Two of our faculty received major awards from the College of Liberal Arts this spring: Professor Timothy Brennan was named Samuel Russell Chair in the Humanities for 2014-17, and Professor Katherine Scheil was named Scholar of the College for the same period. We asked Brennan and Scheil what they hope to accomplish.
In February, Professor Timothy Brennan was named Samuel Russell Chair in the Humanities for the College of Liberal Arts for a three-year period, 2014-17. The Russell Chair is awarded to faculty who are making exceptional contributions to their fields and is intended to promote outstanding teaching and scholarship in the humanities. The honor involves an annual allocation of $25,000 in support.

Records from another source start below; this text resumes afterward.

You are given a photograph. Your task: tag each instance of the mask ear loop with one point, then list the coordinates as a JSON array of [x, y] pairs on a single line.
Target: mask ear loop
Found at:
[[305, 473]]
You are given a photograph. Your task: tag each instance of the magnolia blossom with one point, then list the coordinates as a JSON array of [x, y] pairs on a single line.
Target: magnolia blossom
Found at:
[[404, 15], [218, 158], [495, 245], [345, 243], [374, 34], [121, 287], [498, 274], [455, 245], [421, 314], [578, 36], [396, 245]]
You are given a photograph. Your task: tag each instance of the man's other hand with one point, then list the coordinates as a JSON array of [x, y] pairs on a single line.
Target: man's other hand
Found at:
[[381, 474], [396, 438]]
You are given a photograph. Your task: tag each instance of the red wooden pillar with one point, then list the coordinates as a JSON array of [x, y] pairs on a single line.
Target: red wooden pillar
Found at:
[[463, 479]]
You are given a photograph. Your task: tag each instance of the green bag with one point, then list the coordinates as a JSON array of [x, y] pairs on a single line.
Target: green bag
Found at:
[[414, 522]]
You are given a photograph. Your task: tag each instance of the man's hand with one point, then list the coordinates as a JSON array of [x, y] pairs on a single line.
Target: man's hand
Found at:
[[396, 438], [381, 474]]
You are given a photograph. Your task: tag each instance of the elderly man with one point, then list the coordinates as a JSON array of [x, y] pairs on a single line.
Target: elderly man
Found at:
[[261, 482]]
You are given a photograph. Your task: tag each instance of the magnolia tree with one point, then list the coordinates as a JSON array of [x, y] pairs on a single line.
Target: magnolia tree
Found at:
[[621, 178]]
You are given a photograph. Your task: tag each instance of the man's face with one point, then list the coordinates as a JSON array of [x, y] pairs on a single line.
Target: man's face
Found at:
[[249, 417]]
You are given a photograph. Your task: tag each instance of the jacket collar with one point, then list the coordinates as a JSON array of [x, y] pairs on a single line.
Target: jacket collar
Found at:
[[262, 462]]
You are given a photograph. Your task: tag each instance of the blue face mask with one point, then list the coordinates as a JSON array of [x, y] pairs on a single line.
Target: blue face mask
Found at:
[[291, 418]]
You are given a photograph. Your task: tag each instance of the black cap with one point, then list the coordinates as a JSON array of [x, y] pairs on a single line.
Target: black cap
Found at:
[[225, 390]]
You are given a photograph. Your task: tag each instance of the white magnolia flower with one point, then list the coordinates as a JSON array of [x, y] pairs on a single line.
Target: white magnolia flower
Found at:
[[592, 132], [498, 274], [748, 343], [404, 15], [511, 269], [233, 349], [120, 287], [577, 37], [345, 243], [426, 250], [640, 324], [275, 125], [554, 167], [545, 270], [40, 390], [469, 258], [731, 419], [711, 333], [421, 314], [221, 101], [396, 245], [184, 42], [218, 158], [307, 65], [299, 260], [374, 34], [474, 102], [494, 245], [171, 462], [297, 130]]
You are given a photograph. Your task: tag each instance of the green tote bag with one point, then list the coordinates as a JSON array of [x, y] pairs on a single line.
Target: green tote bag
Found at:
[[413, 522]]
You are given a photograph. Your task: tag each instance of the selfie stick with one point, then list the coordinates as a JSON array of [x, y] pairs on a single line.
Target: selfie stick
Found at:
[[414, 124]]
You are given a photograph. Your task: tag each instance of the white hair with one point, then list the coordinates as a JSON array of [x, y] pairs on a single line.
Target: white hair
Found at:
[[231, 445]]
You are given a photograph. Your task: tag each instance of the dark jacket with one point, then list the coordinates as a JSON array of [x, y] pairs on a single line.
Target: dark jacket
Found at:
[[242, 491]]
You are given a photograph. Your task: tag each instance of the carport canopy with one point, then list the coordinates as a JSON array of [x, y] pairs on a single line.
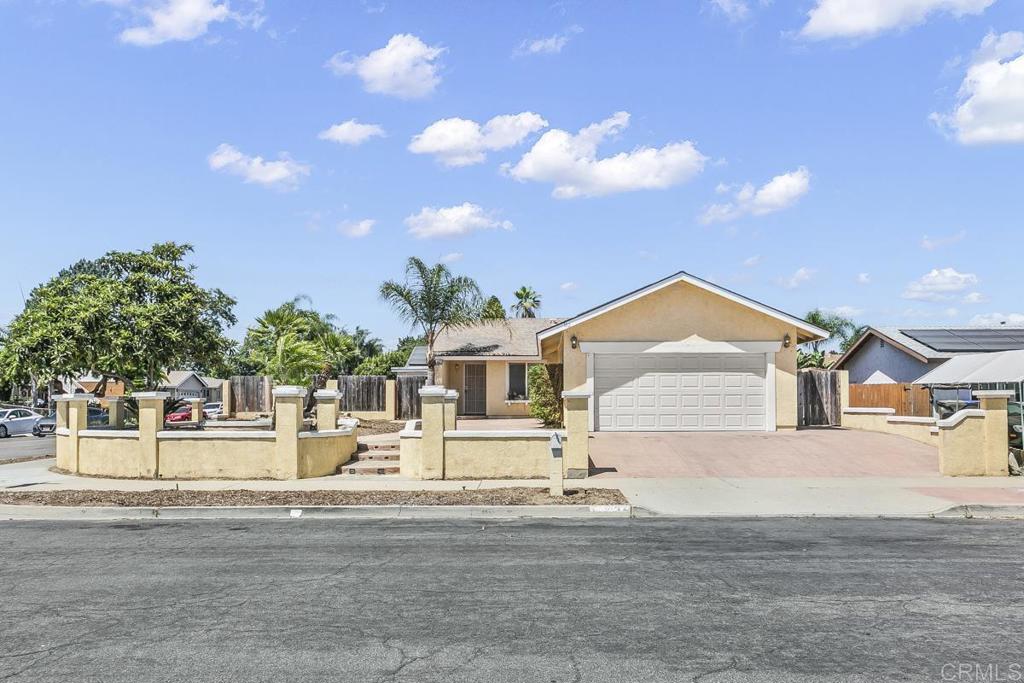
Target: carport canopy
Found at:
[[978, 369]]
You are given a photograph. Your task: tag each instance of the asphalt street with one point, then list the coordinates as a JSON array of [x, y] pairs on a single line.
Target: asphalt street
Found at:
[[629, 600], [22, 446]]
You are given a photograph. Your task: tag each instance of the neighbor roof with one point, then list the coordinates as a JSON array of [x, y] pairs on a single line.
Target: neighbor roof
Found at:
[[514, 337], [812, 331]]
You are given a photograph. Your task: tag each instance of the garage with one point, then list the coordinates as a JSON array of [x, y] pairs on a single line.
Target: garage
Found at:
[[680, 391]]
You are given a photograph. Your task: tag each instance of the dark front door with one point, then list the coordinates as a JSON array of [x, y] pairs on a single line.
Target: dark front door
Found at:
[[474, 389]]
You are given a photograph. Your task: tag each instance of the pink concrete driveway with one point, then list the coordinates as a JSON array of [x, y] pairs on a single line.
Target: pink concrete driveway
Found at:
[[810, 453]]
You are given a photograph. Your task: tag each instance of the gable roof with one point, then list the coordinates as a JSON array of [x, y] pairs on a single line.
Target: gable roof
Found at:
[[514, 337], [811, 331]]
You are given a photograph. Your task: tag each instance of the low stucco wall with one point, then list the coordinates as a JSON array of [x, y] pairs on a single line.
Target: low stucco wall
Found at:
[[216, 459]]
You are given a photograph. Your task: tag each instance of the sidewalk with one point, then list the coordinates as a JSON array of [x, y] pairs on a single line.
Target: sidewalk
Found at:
[[676, 497]]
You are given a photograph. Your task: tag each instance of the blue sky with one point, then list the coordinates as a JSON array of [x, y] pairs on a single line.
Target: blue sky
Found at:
[[866, 161]]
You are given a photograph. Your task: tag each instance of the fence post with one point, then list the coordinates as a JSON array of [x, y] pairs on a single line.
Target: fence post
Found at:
[[577, 459], [288, 423], [432, 441], [151, 421], [327, 409]]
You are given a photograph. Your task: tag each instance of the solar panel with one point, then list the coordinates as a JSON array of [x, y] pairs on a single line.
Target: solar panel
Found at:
[[976, 340]]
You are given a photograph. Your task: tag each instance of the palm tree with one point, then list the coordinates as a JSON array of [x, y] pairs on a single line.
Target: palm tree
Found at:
[[433, 299], [527, 302]]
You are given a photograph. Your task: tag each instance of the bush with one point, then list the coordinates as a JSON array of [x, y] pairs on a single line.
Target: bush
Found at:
[[545, 394]]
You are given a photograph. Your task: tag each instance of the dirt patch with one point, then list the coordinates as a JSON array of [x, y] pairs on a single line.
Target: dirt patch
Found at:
[[157, 499]]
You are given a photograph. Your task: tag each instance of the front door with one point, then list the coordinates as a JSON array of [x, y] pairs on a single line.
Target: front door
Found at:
[[474, 389]]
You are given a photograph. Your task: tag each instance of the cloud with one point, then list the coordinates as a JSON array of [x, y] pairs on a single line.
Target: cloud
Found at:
[[549, 45], [779, 193], [570, 163], [939, 285], [802, 274], [452, 221], [404, 68], [994, 319], [866, 18], [931, 244], [351, 132], [284, 173], [990, 100], [356, 228], [463, 142]]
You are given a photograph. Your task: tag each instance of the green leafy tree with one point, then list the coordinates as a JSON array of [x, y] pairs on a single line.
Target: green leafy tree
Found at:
[[527, 302], [433, 299], [126, 315], [493, 309]]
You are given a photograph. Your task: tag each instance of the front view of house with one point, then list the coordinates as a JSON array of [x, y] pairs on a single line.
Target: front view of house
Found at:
[[679, 354]]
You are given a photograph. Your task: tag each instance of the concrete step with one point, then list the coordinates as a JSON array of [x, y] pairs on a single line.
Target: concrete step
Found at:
[[369, 467]]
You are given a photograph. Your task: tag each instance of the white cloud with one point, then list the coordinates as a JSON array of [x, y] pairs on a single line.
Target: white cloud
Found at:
[[990, 100], [779, 193], [801, 275], [463, 142], [404, 68], [452, 221], [993, 319], [939, 285], [549, 45], [284, 173], [351, 132], [865, 18], [570, 163], [356, 228], [931, 244]]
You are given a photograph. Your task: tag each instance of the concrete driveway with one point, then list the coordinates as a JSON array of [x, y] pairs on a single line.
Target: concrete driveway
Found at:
[[806, 453]]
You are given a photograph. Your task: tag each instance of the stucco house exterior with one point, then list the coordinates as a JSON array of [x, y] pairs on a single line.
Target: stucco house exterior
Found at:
[[679, 354]]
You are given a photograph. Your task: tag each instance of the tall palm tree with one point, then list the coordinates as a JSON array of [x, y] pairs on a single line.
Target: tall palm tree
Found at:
[[527, 302], [433, 299]]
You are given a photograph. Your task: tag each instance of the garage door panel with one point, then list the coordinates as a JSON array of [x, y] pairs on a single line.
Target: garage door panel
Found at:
[[642, 392]]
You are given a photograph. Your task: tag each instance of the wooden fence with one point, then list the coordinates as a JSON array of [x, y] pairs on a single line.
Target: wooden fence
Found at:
[[251, 393], [908, 399], [408, 388], [363, 392], [817, 398]]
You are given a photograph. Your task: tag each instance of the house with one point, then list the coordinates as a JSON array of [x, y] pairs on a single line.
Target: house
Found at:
[[886, 355], [681, 353]]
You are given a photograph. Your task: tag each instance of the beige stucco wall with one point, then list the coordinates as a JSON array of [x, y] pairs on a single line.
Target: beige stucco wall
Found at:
[[681, 311]]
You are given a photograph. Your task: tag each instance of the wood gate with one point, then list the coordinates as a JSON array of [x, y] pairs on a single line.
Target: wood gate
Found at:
[[408, 387], [817, 398]]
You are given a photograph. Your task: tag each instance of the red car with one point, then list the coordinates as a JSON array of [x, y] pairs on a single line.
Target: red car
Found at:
[[182, 414]]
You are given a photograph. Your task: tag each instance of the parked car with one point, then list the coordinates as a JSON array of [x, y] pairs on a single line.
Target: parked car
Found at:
[[17, 421], [97, 417]]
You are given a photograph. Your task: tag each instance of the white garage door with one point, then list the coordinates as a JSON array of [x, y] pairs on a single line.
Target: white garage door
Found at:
[[676, 392]]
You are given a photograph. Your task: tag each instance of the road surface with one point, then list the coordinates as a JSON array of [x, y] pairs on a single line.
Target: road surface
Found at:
[[645, 600]]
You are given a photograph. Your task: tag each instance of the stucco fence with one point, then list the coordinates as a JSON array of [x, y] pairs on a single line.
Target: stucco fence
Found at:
[[971, 442], [288, 451], [432, 447]]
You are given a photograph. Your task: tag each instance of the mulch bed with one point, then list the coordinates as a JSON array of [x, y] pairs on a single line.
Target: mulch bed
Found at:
[[157, 499]]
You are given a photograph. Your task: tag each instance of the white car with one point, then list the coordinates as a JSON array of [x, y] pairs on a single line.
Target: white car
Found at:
[[17, 421]]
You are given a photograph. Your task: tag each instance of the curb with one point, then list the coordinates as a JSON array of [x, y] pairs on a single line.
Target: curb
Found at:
[[59, 513]]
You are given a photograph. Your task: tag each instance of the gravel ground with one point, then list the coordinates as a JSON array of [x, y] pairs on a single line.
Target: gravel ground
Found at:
[[510, 496]]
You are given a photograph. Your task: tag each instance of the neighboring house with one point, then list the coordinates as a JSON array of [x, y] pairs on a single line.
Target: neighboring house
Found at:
[[678, 354], [887, 355]]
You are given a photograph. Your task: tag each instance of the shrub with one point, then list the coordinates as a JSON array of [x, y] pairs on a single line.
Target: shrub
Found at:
[[545, 394]]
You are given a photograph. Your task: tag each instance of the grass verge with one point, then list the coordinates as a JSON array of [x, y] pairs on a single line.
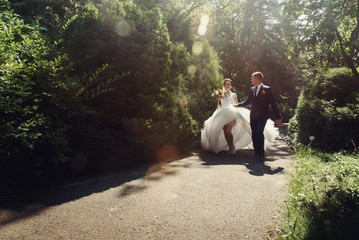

"The chair award is just such an opportunity," observes Brennan. "I am grateful. I was fortunate enough last year to finish the first part of a two-volume study,
Borrowed Light, about the anticolonial movements of interwar Europe (roughly 1905-1949). This first volume (Stanford UP, 2014) explores the era's prehistory, going back into the 17th-century scientific Enlightenment as well as its later critics. The literature, music, and social theory of the interwar era--a creative explosion still reverberating today, and involving students and activists from all over the world--was the direct result, I argue, of the time's historically new anticolonial thinking, prompted by revolution on Europe's Eastern periphery. With help from the Samuel Russell Chair, I will be able to bring Volume II to completion, visiting archives in Paris, London, and Buenos Aires and relying (as I did for Volume I) on expert help from Research Assistants among our graduate students. The help I received from students working as R.A.s in Volume I very much affected its final shape, and I hope that process of exchange continues."
Professor Katherine Scheil was named CLA Scholar of the College for 2014-17, an annual award celebrating outstanding achievement by faculty in the College of Liberal Arts. The award recognizes professors who have taken intellectual risks and whose work has had a significant impact on their field; Scholars of the College receive a stipend totaling $10,000 per year for three years to support their research or creative work.
"With the generous support of the Scholar of the College award," Scheil writes, "I plan to finish my current book on the afterlife of Anne Hathaway, which will entail travelling to the UK for archival work in Stratford-on-Avon and to the Folger Shakespeare Library in Washington, DC. Next in the queue is a book on Shakespeare and moral good, exploring the history and longevity of the idea that Shakespeare is 'good for you,' in the curriculum, theatre, general culture, etc. Recent work in cognitive science has shown that reading Shakespeare can make you smarter (see Philip Davis' book
Shakespeare Thinking), so there is some scientific evidence to back up this long-standing claim. I'm interested in tracing the historical roots of the idea that Shakespeare is 'good,' and in exploring how that has been manifested in more recent venues."